Yoga is eternal. It exists in the infinity of the present; there is no future for yoga, nor can it be imprisoned in the past. What does it mean to be a yogi? To be a yogi is to live in timelessness, to be free, absolutely wild and completely at ease.

To be able to die to the past and give up the illusion of a future is to be born into the present. This demands of us an understanding of karma, action. Our time-bound reality comes from our karmas.

The practice of yoga can help purify your karmas by revealing them to you. When you engage in the various practices of yoga, you will come up against obstacles that will distract you from the present moment. These obstacles may arise in the form of competitive projections, for example, which will tempt you to focus on achieving specific goals, in order to feel that you are accomplishing something; others will arise from the past, tempting you to run away to avoid pain. Both habits arise from past karmas.

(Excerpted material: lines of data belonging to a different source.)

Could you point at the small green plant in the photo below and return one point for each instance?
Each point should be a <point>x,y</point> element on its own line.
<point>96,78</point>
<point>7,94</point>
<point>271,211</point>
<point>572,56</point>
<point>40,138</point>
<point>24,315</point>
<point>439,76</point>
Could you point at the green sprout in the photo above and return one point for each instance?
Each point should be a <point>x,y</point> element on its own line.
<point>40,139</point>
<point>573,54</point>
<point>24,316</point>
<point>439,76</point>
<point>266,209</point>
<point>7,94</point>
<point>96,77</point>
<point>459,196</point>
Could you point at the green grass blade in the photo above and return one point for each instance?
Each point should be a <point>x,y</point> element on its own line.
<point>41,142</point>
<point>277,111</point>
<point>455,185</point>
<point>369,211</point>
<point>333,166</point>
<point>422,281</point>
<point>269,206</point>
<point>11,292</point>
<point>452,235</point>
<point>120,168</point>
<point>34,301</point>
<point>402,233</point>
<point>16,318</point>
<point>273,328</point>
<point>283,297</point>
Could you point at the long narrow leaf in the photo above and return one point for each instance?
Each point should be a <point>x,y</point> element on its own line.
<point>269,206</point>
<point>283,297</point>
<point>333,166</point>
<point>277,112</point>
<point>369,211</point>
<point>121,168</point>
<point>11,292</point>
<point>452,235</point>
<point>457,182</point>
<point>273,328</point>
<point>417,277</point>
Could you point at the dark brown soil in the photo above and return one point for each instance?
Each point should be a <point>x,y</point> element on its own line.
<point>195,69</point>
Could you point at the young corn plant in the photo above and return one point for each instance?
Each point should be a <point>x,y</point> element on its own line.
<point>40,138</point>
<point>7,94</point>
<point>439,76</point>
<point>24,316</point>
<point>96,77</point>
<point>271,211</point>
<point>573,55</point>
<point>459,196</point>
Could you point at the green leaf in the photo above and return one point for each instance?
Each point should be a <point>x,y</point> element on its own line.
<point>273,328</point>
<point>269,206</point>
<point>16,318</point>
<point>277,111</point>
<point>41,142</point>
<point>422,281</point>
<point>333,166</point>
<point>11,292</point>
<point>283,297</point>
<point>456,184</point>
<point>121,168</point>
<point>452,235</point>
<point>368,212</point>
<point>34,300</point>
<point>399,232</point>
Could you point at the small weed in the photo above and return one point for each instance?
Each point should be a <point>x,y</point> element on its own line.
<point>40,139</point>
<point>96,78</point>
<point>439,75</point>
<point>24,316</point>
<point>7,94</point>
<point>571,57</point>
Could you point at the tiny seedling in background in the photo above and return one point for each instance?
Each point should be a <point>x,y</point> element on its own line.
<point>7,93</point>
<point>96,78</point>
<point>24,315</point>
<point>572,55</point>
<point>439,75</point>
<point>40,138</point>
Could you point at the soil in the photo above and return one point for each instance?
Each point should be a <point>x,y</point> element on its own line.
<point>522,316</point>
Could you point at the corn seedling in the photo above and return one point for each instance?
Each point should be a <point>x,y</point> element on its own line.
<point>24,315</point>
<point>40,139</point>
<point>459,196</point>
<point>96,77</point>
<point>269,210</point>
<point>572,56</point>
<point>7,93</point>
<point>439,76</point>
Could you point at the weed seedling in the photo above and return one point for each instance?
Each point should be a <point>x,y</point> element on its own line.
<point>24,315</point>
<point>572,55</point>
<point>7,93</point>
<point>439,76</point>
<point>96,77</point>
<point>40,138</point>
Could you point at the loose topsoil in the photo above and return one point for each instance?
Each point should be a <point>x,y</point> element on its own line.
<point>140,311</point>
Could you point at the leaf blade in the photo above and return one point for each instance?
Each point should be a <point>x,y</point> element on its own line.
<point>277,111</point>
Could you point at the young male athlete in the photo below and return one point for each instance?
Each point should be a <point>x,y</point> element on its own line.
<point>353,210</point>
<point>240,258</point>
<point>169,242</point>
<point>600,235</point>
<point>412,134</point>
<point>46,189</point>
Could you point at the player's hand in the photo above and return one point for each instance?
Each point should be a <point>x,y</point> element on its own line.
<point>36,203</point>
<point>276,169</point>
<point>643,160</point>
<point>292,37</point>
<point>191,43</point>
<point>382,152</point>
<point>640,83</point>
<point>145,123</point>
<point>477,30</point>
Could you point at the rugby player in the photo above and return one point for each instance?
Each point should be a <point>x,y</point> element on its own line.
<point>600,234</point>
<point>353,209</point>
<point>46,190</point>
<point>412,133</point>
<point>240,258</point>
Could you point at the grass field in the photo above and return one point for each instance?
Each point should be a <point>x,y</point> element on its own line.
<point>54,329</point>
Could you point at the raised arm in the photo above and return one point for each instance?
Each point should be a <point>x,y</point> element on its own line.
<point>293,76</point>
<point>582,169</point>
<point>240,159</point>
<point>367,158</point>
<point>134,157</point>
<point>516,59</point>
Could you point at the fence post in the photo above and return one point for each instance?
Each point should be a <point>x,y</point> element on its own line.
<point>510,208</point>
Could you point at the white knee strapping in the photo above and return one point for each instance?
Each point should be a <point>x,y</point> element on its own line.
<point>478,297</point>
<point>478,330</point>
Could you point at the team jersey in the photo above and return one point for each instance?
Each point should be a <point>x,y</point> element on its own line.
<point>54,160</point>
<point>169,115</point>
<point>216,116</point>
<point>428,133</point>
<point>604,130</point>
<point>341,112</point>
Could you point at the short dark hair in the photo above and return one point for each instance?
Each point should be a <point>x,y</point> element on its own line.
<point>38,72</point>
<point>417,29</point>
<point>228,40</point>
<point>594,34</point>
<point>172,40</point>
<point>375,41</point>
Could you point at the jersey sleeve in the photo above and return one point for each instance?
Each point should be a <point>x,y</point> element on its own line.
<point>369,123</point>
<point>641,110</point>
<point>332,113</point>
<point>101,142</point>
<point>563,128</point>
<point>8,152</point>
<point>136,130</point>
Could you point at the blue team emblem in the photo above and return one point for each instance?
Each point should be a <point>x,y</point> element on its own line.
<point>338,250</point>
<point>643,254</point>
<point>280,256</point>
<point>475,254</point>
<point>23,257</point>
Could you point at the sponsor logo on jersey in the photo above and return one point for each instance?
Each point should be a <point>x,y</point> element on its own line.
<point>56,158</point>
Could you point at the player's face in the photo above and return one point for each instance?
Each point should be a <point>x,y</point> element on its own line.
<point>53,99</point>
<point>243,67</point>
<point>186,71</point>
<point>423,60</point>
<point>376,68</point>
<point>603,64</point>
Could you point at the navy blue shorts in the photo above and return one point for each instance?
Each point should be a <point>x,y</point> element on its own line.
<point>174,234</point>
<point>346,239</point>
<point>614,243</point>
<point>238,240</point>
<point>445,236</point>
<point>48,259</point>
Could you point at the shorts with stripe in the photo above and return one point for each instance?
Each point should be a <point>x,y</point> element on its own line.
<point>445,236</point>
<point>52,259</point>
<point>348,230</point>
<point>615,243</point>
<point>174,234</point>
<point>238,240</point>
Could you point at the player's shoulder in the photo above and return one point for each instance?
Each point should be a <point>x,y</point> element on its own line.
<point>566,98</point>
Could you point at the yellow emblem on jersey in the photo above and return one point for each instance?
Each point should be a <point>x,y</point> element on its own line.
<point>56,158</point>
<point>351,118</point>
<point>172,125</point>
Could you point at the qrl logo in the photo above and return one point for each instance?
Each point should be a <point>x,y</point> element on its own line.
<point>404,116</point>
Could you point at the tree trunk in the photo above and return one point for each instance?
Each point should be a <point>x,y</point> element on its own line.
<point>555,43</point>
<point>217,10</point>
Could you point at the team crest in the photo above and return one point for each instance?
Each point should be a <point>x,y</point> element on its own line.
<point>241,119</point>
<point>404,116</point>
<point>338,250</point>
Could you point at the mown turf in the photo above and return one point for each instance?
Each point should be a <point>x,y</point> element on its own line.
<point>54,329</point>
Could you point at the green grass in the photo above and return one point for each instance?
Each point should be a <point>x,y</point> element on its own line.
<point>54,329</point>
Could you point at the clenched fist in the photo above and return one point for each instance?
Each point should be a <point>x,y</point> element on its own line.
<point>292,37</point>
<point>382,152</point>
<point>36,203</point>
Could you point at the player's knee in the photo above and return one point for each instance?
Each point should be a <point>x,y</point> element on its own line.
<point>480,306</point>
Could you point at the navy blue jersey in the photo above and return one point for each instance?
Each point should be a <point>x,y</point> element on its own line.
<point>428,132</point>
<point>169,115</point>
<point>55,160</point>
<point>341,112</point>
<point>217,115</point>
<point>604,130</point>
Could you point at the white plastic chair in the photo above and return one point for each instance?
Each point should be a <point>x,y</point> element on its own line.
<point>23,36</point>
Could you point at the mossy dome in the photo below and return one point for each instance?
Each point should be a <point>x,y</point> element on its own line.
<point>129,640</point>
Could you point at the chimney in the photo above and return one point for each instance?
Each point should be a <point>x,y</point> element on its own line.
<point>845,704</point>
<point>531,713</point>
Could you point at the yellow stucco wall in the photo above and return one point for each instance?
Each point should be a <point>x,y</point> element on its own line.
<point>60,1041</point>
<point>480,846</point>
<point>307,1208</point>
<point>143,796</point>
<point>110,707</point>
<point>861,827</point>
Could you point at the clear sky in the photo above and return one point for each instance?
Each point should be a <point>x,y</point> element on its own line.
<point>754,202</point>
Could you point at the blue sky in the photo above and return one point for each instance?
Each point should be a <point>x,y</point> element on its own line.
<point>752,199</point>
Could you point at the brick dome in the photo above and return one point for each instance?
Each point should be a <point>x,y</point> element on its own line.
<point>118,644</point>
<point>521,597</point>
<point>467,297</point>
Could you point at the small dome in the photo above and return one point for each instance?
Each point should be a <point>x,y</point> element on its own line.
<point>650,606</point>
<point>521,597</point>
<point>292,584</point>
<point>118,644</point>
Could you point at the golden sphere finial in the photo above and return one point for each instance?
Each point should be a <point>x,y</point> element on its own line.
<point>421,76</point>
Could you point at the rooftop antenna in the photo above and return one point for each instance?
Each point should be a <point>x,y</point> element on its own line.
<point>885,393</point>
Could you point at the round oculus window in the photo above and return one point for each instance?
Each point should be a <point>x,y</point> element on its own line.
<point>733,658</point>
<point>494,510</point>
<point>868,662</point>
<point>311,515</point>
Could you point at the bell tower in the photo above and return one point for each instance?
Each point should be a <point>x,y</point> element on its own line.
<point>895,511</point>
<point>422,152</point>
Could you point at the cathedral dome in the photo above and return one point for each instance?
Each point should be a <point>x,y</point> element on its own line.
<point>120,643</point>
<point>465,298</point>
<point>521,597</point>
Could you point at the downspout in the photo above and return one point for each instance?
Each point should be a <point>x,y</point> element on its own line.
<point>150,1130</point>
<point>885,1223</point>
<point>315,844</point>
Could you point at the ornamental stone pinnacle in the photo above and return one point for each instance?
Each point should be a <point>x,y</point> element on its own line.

We believe it is possible to escape from the present because we are caught in the illusion that things, people or circumstances are separate from us and are coming “at us.” This illusion is due to ignorance, or avidya, which is actually “a case of mistaken identity.” The truth is that there is no one else really “out-there,” to come at you. In fact, there is no “out-there” out there at all! All, that we experience, whether actual or virtual, appears as a result of our own past actions, our karmas. When unpleasant things appear in our reality, if—instead of avoiding them, we investigate our discomfort by simply witnessing (without placing any judgment upon our feelings), we will begin to develop chitta prasadanam, or serenity of mind. With this serenity of mind established, we may be able to fearlessly delve deeper into our own beings, allowing all negative emotions and habits to rise to the light of awareness and be dissolved: going, going gone.

The practice of yoga is the practice of dying. You go to who you think you are and you keep going, going right through, and dying to who you thought you were. Through investigation, through keen and consistent observation of the self, you come to the realization that “you” don’t exist. Your self, who you think you are–the ego, the body/mind, the personality–doesn’t really exist. It is only an abstract concept. As Alan Watts says, “Like the equator, you can’t really find it, you can’t trip over it, because it doesn’t really exist.” If you truly observe something–anything really–the thing will disappear. You will disappear. You as a separate entity will dissolve, once you enter into the presence of the present moment, which is a space outside of time, and therefore devoid of thought. Thinking, by its very nature, is designed to separate the pulsating inter-connected reality into the illusion of separate beings, things and moments in time.

At the so-called “time of death”, it is said that we will see our entire lives pass before us. Actually, if we have some training, we can allow it to pass right through us. During the death process all the ghosts of our past will come knocking on the door. We must be able to let them in and allow them to pass right through. In this way we will see them for what they are: phantoms of our past. We will see our small selves, our personalities and our separateness for what they are: empty.

Love is the only power that can invite this kind of apocalypse, where all is relinquished and no-thing exists. Love is the only way that we will be able to open the doors of our hearts wide enough to allow everything and everyone that needs to pass through to pass through. We will see the everlastingness in everything that’s passing and we will become that everlastingness through everything that’s passing.